Так тогда модно звалась писанина в газетах, в которых, щедро нахватавшись поговорок из Библии, рьяно боролись за умы и сердца, опровергая по ходу законы той же Библии. Среди той армии борзописцев был и я скороспелым штыком-пером, которое становилось все более разгонистым и плодовитым. Приохоченный вниманием читателей, я извергал на газетные страницы бурлящие словесные реки, поучал, наставлял, критиковал, высмеивал, ставил на место, угрожал, предупреждал, предоставлял последний шанс исправиться. Высшему комсомольскому начальству это импонировало — очень удобно загребать жар чужими руками. Обо мне пошла слава как о безбашенном фейлетонисте молодежной областной газеты, умеющем из камня выжать иронию и сарказм. Начальники из партийных кабинетов снисходительно ухмылялись на все это, мол, пускай себе щенок потявкивает на коротком поводке. До тех пор, пока забавный щенок не цапнул за ногу.
Бедолага редактор, бледный, как поздний гриб, хрипло кричал: "Ты, пацан, посягнул на святое! Думаешь, ты их прописал?! Нет, это ты себе подписал приговор. И мне…"
Это был очерк о комсорге одного горного селения, инвалиде афганской войны. Смекалистый, инициативный парень, но "со своими мухами в голове", как говорили о нем в райкоме. Несколько этих мух я и запустил в свой очерк, и их, как на зло, не поймало редакционное сито. Среди его смелых и жестких фраз была и такая: "Когда партия говорит "надо", я спрашиваю — кому?" Собственно, эта фраза и произвела взрыв. Моего героя в один миг выгнали из комсомола и понизили с механика до слесаря. Редактор должен был защищаться на бюро. Единственным его оправданием мог быть только больничный, на котором он как раз находился в день выхода газеты.

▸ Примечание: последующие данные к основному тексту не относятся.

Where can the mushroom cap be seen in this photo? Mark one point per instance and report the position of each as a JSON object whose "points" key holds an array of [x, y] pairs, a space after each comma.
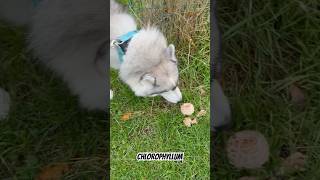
{"points": [[187, 109], [248, 149]]}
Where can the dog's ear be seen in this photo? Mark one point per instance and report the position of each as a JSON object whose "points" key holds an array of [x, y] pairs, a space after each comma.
{"points": [[148, 78], [171, 53]]}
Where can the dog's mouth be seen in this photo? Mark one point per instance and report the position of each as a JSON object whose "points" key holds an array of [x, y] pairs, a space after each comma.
{"points": [[172, 96]]}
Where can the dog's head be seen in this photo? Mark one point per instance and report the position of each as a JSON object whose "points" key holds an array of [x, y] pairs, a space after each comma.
{"points": [[162, 79], [154, 77], [150, 67]]}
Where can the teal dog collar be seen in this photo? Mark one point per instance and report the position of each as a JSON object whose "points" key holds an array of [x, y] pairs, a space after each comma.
{"points": [[121, 43]]}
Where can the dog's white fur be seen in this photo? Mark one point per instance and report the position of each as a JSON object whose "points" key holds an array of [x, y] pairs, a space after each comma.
{"points": [[148, 58]]}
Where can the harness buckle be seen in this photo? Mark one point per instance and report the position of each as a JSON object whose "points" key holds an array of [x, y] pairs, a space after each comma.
{"points": [[115, 43]]}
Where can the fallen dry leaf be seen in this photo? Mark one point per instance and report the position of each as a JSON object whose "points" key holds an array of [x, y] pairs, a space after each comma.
{"points": [[187, 121], [53, 172], [187, 109], [126, 116], [201, 113], [247, 149], [297, 96], [194, 121], [295, 162]]}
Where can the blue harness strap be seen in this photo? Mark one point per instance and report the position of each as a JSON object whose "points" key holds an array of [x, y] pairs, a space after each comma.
{"points": [[35, 2], [121, 43]]}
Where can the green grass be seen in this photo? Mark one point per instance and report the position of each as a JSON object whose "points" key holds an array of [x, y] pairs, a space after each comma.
{"points": [[45, 124], [157, 126], [267, 46]]}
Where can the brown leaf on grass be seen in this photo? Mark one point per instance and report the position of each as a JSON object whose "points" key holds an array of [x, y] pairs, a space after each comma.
{"points": [[297, 96], [53, 171], [126, 116]]}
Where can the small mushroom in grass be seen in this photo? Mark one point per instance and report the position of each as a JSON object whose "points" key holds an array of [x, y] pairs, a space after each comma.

Надо мной сгущались грозовые тучи, момент истины неумолимо приближался.
"Тебе лучше на время исчезнуть, — почему-то шепотом советовал редактор. — Езжай на БАМ, сдайся в армию, устрой мелкий дебош в ресторане и отсидишь полгода "на химии"… О газете можешь забыть надолго. Уже не ты, а о тебе будут писать. В прошнурованной папке…"
И я, вчерашний студент, не успевший еще насладиться первыми зарплатами и гонорарами, написал заявление об увольнении. Забрал папку с газетными вырезками своих статей (мои статьи — моя "статья") и побрел к общежитию. Я даже не догадывался, что злоба дня успела выпустить только один из своих когтей.